Businesses in the UK food and drink sector reported a net confidence drop of 55% (to -51%) in quarter three of 2021, according to the latest confidence reports produced by the Food and Drink Federation (FDF) published today, Thursday, December 9.

This is the lowest confidence rate since quarter two in 2020 when -65.2% was reported, primarily due to the sector being in the thick of the Covid-19 pandemic beginning. It is also the biggest drop in confidence since the FDF began reporting on business confidence in 2018.

Severe supply chain disruption was the biggest cause for concern, particularly the transportation of goods, with 93% experiencing delayed or missed outbound deliveries and 75% reporting delayed or missed inbound deliveries.

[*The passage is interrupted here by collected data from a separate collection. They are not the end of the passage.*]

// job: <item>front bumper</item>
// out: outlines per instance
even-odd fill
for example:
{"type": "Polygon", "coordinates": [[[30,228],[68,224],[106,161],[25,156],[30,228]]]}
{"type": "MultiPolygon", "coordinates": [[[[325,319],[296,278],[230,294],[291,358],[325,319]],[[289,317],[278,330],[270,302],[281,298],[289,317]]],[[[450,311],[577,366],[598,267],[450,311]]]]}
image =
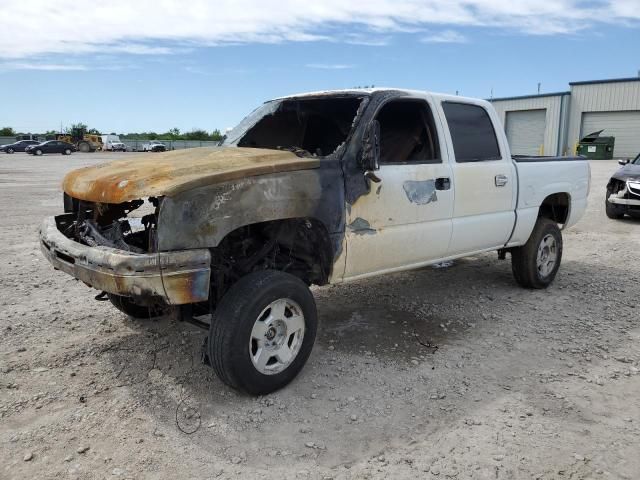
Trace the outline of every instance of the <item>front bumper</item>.
{"type": "Polygon", "coordinates": [[[209,298],[209,250],[139,254],[89,247],[67,238],[56,217],[40,227],[40,249],[58,270],[105,292],[139,299],[162,298],[170,305],[209,298]]]}
{"type": "Polygon", "coordinates": [[[629,208],[640,208],[640,182],[627,181],[624,188],[609,195],[609,203],[627,206],[629,208]]]}

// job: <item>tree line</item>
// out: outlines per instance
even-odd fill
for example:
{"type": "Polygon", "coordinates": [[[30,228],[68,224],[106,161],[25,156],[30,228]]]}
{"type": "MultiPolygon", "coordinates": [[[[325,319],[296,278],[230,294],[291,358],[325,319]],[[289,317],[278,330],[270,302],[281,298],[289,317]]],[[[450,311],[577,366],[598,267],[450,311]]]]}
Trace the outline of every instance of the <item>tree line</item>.
{"type": "MultiPolygon", "coordinates": [[[[73,130],[82,129],[88,134],[101,135],[95,128],[89,128],[84,123],[74,123],[70,127],[66,127],[62,132],[57,130],[47,130],[44,135],[56,135],[58,133],[71,133],[73,130]]],[[[104,133],[102,133],[104,134],[104,133]]],[[[0,128],[0,137],[15,137],[16,135],[24,135],[23,132],[17,132],[12,127],[0,128]]],[[[118,135],[123,140],[200,140],[200,141],[220,141],[224,139],[224,135],[217,128],[212,132],[208,132],[201,128],[194,128],[188,132],[181,132],[179,128],[172,128],[167,132],[140,132],[140,133],[121,133],[112,132],[111,135],[118,135]]]]}

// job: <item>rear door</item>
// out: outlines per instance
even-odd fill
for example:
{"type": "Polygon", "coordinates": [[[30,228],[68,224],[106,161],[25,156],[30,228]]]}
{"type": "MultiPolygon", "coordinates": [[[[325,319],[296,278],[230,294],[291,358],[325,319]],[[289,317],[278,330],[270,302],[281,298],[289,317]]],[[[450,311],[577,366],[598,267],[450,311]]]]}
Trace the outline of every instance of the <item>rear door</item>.
{"type": "Polygon", "coordinates": [[[516,172],[495,112],[482,102],[440,104],[455,183],[448,256],[500,247],[515,224],[516,172]]]}
{"type": "Polygon", "coordinates": [[[389,100],[375,119],[381,181],[347,208],[347,278],[442,258],[451,238],[451,168],[431,97],[389,100]]]}

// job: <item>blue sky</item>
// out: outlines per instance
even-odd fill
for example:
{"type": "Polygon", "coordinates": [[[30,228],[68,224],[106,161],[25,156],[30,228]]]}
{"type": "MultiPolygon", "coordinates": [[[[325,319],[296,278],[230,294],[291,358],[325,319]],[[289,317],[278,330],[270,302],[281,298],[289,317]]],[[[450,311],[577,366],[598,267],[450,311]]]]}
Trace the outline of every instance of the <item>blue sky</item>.
{"type": "Polygon", "coordinates": [[[486,98],[640,70],[640,0],[372,0],[361,10],[330,0],[313,11],[194,0],[189,12],[165,0],[152,14],[115,0],[105,11],[87,3],[88,19],[78,1],[56,7],[77,18],[44,19],[40,2],[3,3],[18,20],[0,32],[0,126],[20,131],[78,121],[117,133],[224,129],[264,100],[309,90],[486,98]]]}

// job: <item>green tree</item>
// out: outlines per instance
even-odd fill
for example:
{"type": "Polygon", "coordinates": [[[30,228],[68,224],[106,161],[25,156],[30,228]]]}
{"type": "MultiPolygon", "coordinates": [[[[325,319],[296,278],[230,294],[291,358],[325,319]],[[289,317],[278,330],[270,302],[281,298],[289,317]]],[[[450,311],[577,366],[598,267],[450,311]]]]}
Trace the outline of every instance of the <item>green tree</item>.
{"type": "Polygon", "coordinates": [[[186,140],[209,140],[209,134],[206,130],[194,128],[184,135],[186,140]]]}
{"type": "Polygon", "coordinates": [[[87,131],[89,127],[87,127],[86,123],[82,123],[82,122],[78,122],[78,123],[72,123],[70,127],[66,127],[64,129],[64,133],[72,133],[74,130],[83,130],[83,131],[87,131]]]}
{"type": "Polygon", "coordinates": [[[211,140],[219,142],[224,138],[224,135],[222,135],[222,133],[220,133],[220,130],[216,128],[213,132],[211,132],[210,138],[211,140]]]}
{"type": "Polygon", "coordinates": [[[11,127],[3,127],[0,128],[0,136],[2,137],[13,137],[16,132],[11,127]]]}

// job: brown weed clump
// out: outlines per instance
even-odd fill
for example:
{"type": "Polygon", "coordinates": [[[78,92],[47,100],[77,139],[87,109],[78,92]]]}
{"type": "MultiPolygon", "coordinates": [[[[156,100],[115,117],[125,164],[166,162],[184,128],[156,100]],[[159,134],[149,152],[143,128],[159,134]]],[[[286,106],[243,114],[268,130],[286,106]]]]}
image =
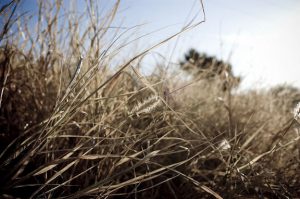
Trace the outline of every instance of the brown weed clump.
{"type": "Polygon", "coordinates": [[[298,117],[270,92],[237,92],[230,77],[153,80],[135,67],[205,18],[120,61],[139,26],[113,24],[119,1],[108,12],[40,1],[37,16],[19,3],[0,8],[1,198],[300,194],[298,117]]]}

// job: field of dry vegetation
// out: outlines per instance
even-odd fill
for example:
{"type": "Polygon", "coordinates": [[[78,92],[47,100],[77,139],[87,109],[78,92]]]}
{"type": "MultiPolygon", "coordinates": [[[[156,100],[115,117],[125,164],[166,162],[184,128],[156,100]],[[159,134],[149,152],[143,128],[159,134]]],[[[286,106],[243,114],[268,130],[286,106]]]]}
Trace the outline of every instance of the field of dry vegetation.
{"type": "Polygon", "coordinates": [[[137,28],[112,27],[119,1],[39,2],[0,8],[0,198],[300,197],[297,88],[144,77],[144,55],[203,21],[119,60],[137,28]]]}

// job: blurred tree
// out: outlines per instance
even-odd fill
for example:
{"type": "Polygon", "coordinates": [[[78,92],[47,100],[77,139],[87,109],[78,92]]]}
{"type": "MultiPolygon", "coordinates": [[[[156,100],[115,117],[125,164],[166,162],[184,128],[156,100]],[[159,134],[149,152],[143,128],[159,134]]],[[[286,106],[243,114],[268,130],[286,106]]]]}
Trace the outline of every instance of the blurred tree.
{"type": "Polygon", "coordinates": [[[235,76],[232,66],[216,57],[199,53],[195,49],[190,49],[180,62],[180,67],[184,71],[192,74],[195,78],[203,77],[207,80],[219,79],[222,83],[222,90],[227,90],[229,86],[237,87],[241,78],[235,76]]]}

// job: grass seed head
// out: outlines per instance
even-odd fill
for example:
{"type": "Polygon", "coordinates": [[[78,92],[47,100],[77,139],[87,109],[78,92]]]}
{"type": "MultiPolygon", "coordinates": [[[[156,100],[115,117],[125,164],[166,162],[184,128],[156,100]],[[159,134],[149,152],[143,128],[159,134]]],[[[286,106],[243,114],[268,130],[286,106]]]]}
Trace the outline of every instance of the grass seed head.
{"type": "Polygon", "coordinates": [[[129,112],[129,115],[140,115],[142,113],[150,113],[161,105],[161,100],[158,96],[152,95],[147,99],[137,102],[137,104],[129,112]]]}

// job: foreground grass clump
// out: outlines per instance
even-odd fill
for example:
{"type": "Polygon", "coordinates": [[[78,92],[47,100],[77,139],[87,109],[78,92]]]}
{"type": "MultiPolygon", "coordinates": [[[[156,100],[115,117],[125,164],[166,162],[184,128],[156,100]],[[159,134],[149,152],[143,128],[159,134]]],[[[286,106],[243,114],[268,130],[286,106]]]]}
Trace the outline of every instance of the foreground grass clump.
{"type": "Polygon", "coordinates": [[[141,76],[152,48],[120,62],[119,2],[64,21],[60,1],[41,3],[36,34],[18,5],[1,9],[2,198],[299,196],[299,114],[280,105],[292,96],[141,76]]]}

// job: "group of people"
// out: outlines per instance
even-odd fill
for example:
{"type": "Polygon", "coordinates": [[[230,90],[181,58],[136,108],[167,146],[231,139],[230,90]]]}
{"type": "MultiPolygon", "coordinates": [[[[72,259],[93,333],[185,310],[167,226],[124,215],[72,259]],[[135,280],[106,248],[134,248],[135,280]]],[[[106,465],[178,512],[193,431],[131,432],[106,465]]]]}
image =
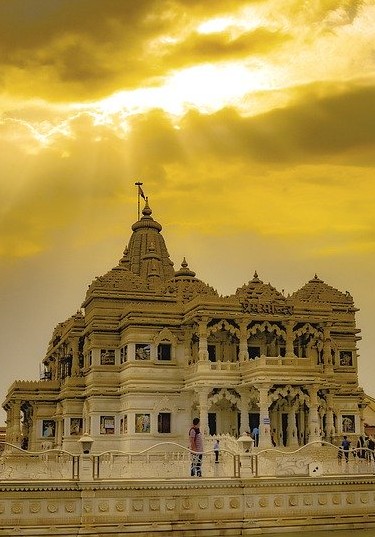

The second-highest cause for concern among the companies surveyed, at 79%, was increased production costs.

Labour was another a major concern for UK food and drink businesses, with 68% saying that the shortage of HGV drivers and the shortage of process, plant and machine operatives were of particular worry.

Due to the ongoing Covid-19 situation and with it, economic challenges, companies are remaining pessimistic as they look ahead to the next quarter, with almost half expecting business confidence to decrease further.

Commenting on the results in the report, Ian Wright CBE, chief executive at the FDF said:

These results….demonstrate that confidence levels across our sector have been hit by continuing supply chain disruption.

“On top of this, the confection of increasing uncertainty about Omicron, the UK’s changing trading relationships, and the re-ignition of inflation, all threaten to undermine resilience across the sector. Many businesses now expect disruption and reduced service levels to continue right through 2022 and into 2023.”